La notion de conciliation vie familiale-
vie professionnelle est multidimensionnelle : elle renvoie aux frontières, parfois épaisses ou indéfinies, entre travail et vie personnelle et familiale ainsi qu’aux différentes dimensions (temporelles, spatiales, sexuées, etc.) de l’articulation entre la sphère du travail et celle de la vie personnelle et familiale. Les termes utilisés dans les différents articles de ce numéro pour évoquer la conciliation sont variés : combinaison, conciliation, articulation, etc. La conciliation est un terme qui désigne, pour reprendre les termes d’Anne-Marie Daune-Richard (2009), une action qui vise à rapprocher des avis ou des intérêts opposés, le but étant de parvenir à un accord et/ou de rétablir une entente. La combinaison peut être entendue comme un ensemble de mesures prises en vue d’obtenir un certain résultat ou un assemblage de diverses choses dans un ordre déterminé. Enfin, l’articulation est un assemblage de deux pièces permettant leur mouvement relatif. Dans les différentes monographies, l’usage d’une notion plutôt qu’une autre renvoie à la culture du pays, à son vocable, à son histoire, à la place des femmes dans l’histoire, à l’économie et la famille ainsi qu’aux relations emploi-famille. Ces différentes notions ont pour point commun de mettre en évidence une opposition des termes, comme si l’un excluait l’autre et vice versa.

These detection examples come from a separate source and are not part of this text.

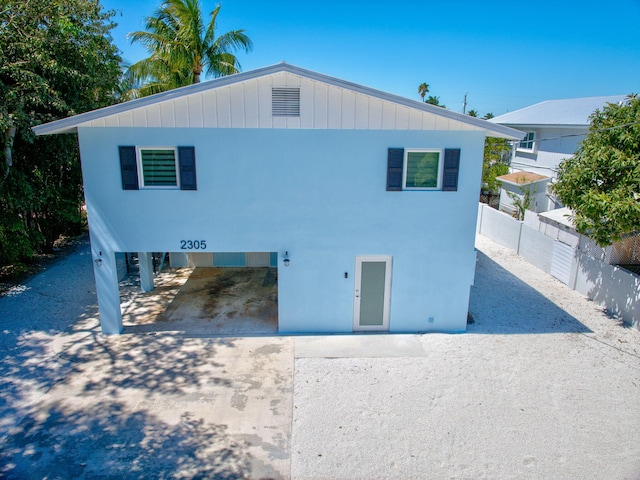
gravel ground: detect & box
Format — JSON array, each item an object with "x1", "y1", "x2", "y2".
[
  {"x1": 0, "y1": 236, "x2": 640, "y2": 480},
  {"x1": 291, "y1": 237, "x2": 640, "y2": 479}
]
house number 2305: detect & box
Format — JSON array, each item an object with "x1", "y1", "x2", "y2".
[{"x1": 180, "y1": 240, "x2": 207, "y2": 250}]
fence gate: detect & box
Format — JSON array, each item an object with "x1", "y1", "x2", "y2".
[{"x1": 549, "y1": 241, "x2": 574, "y2": 285}]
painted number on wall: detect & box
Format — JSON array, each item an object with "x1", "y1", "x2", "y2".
[{"x1": 180, "y1": 240, "x2": 207, "y2": 250}]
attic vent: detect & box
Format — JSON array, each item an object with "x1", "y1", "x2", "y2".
[{"x1": 271, "y1": 87, "x2": 300, "y2": 117}]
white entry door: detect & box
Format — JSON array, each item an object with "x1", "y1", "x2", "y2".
[{"x1": 353, "y1": 255, "x2": 391, "y2": 331}]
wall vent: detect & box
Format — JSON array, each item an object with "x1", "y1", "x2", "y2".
[{"x1": 271, "y1": 87, "x2": 300, "y2": 117}]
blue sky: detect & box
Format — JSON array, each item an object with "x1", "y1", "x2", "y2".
[{"x1": 101, "y1": 0, "x2": 640, "y2": 116}]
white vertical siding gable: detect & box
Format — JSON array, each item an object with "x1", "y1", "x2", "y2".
[{"x1": 72, "y1": 71, "x2": 490, "y2": 130}]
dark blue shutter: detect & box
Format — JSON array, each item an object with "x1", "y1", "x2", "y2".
[
  {"x1": 387, "y1": 148, "x2": 404, "y2": 192},
  {"x1": 118, "y1": 147, "x2": 138, "y2": 190},
  {"x1": 178, "y1": 147, "x2": 198, "y2": 190},
  {"x1": 442, "y1": 148, "x2": 460, "y2": 192}
]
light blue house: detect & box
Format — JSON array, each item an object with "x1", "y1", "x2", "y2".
[{"x1": 34, "y1": 63, "x2": 522, "y2": 334}]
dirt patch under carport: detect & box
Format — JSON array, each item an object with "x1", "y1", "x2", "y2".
[{"x1": 121, "y1": 267, "x2": 278, "y2": 336}]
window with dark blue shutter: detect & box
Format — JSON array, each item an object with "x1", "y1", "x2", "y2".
[
  {"x1": 442, "y1": 148, "x2": 460, "y2": 192},
  {"x1": 178, "y1": 147, "x2": 198, "y2": 190},
  {"x1": 387, "y1": 148, "x2": 404, "y2": 192},
  {"x1": 118, "y1": 147, "x2": 139, "y2": 190}
]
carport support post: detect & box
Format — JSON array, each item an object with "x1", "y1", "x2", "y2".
[
  {"x1": 138, "y1": 252, "x2": 154, "y2": 292},
  {"x1": 92, "y1": 249, "x2": 122, "y2": 335}
]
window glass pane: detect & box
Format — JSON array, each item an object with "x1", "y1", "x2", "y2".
[
  {"x1": 140, "y1": 150, "x2": 178, "y2": 187},
  {"x1": 405, "y1": 152, "x2": 440, "y2": 188}
]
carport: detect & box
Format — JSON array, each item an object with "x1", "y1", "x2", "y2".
[{"x1": 119, "y1": 254, "x2": 278, "y2": 336}]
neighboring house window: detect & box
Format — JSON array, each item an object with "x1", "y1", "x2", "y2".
[
  {"x1": 387, "y1": 148, "x2": 460, "y2": 191},
  {"x1": 138, "y1": 148, "x2": 178, "y2": 188},
  {"x1": 119, "y1": 146, "x2": 197, "y2": 190},
  {"x1": 518, "y1": 132, "x2": 536, "y2": 152},
  {"x1": 271, "y1": 87, "x2": 300, "y2": 117}
]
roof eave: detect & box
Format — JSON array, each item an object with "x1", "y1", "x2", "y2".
[{"x1": 32, "y1": 62, "x2": 524, "y2": 140}]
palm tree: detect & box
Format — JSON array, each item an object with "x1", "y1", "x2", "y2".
[
  {"x1": 424, "y1": 95, "x2": 447, "y2": 108},
  {"x1": 418, "y1": 83, "x2": 429, "y2": 102},
  {"x1": 125, "y1": 0, "x2": 253, "y2": 98}
]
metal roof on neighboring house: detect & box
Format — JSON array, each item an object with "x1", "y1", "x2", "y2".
[
  {"x1": 32, "y1": 62, "x2": 523, "y2": 140},
  {"x1": 489, "y1": 95, "x2": 628, "y2": 126}
]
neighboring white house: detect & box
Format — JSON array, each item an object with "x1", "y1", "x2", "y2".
[
  {"x1": 34, "y1": 63, "x2": 522, "y2": 334},
  {"x1": 489, "y1": 95, "x2": 627, "y2": 211}
]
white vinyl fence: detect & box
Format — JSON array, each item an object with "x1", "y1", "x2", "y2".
[{"x1": 477, "y1": 203, "x2": 640, "y2": 329}]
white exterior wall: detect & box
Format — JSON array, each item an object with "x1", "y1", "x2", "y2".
[
  {"x1": 512, "y1": 127, "x2": 587, "y2": 179},
  {"x1": 85, "y1": 72, "x2": 483, "y2": 131},
  {"x1": 78, "y1": 127, "x2": 484, "y2": 333}
]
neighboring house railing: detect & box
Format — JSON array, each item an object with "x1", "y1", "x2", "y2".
[{"x1": 477, "y1": 203, "x2": 640, "y2": 330}]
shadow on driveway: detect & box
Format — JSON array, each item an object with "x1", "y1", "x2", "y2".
[{"x1": 467, "y1": 251, "x2": 591, "y2": 334}]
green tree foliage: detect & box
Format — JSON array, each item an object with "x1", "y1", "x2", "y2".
[
  {"x1": 126, "y1": 0, "x2": 253, "y2": 97},
  {"x1": 482, "y1": 137, "x2": 511, "y2": 193},
  {"x1": 554, "y1": 95, "x2": 640, "y2": 246},
  {"x1": 0, "y1": 0, "x2": 121, "y2": 264},
  {"x1": 424, "y1": 95, "x2": 447, "y2": 108}
]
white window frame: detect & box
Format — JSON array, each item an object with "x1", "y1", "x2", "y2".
[
  {"x1": 136, "y1": 147, "x2": 180, "y2": 190},
  {"x1": 402, "y1": 148, "x2": 444, "y2": 191},
  {"x1": 517, "y1": 131, "x2": 538, "y2": 153}
]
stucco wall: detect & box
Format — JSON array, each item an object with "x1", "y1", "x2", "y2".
[{"x1": 79, "y1": 128, "x2": 484, "y2": 332}]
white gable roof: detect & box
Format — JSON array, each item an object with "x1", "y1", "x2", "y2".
[
  {"x1": 33, "y1": 62, "x2": 522, "y2": 139},
  {"x1": 490, "y1": 95, "x2": 627, "y2": 127}
]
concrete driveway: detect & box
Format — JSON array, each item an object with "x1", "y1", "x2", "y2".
[{"x1": 0, "y1": 237, "x2": 640, "y2": 479}]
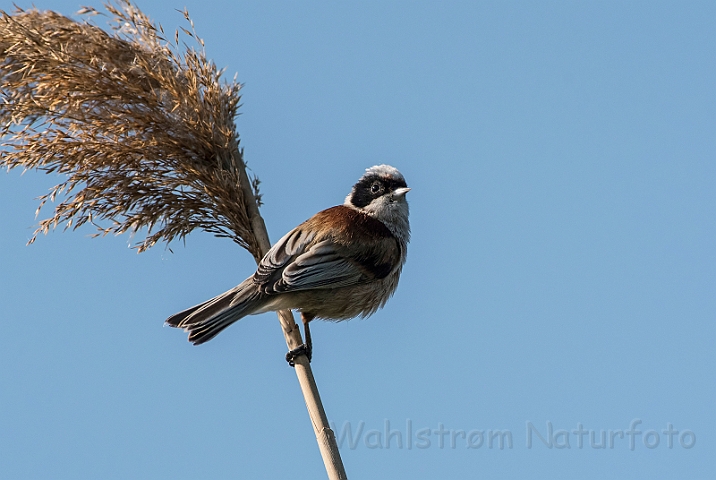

La conciliation renvoie aux conditions d’emploi, aux politiques sociales, au chômage et à la place des femmes et des hommes sur le marché du travail, à des facteurs culturels. Elle renvoie aussi à d’autres marchés du travail : celui des aides puéricultrices, des assistantes familiales, des « nounous » à domicile… Il s’agit d’une construction sociale, chargée d’histoire, pouvant prendre des formes et des significations différentes au cours du temps, selon les acteurs ou selon les pays. Si la notion de conciliation se présente comme une « notion vertueuse », à même de susciter l’adhésion, ce n’est pourtant pas une notion simple (Büttner et al., 2003). En effet, le terme même de conciliation met en avant les tensions et les conflits qui traversent les relations entre les sphères du travail et de la vie personnelle et familiale. Nous souscrivons aux différentes critiques (Junter-Loiseau, 1999) soulignant que la conciliation, qui se présente comme universelle, ne s’applique qu’aux femmes et qu’elle occulte toute forme de conflit. Pour reprendre les termes de Jeanne Fagnani et de Marie-Thérèse Letablier, « elle semble suggérer que le cumul des tâches domestiques et de l’exercice d’une activité professionnelle peut se faire dans des conditions harmonieuses » (Fagnani, Letablier, 2001). Or, dans certains cas, ces sphères sont inconciliables, et l’articulation entre elles suppose des renoncements, ou des tensions sans fin. La notion de conciliation est née de cette séparation entre les sphères familiale et professionnelle, séparation issue de la perte de qualification « sociale » des activités familiales, « qui ne passent pas par le marché […] [et] deviennent des tâches ménagères » (Daune-Richard, 2009:37). Cette dissociation travail-famille pose un défi à la société lorsque les femmes vont intégrer le marché du travail et notamment le salariat. Les frontières entre travail et famille sont aussi temporelles, mais cela ne signifie pas que le temps professionnel puisse être toujours séparé du temps personnel ou familial. Certains temps, que l’on peut qualifier de « gris », sont intermédiaires entre travail et « hors travail ».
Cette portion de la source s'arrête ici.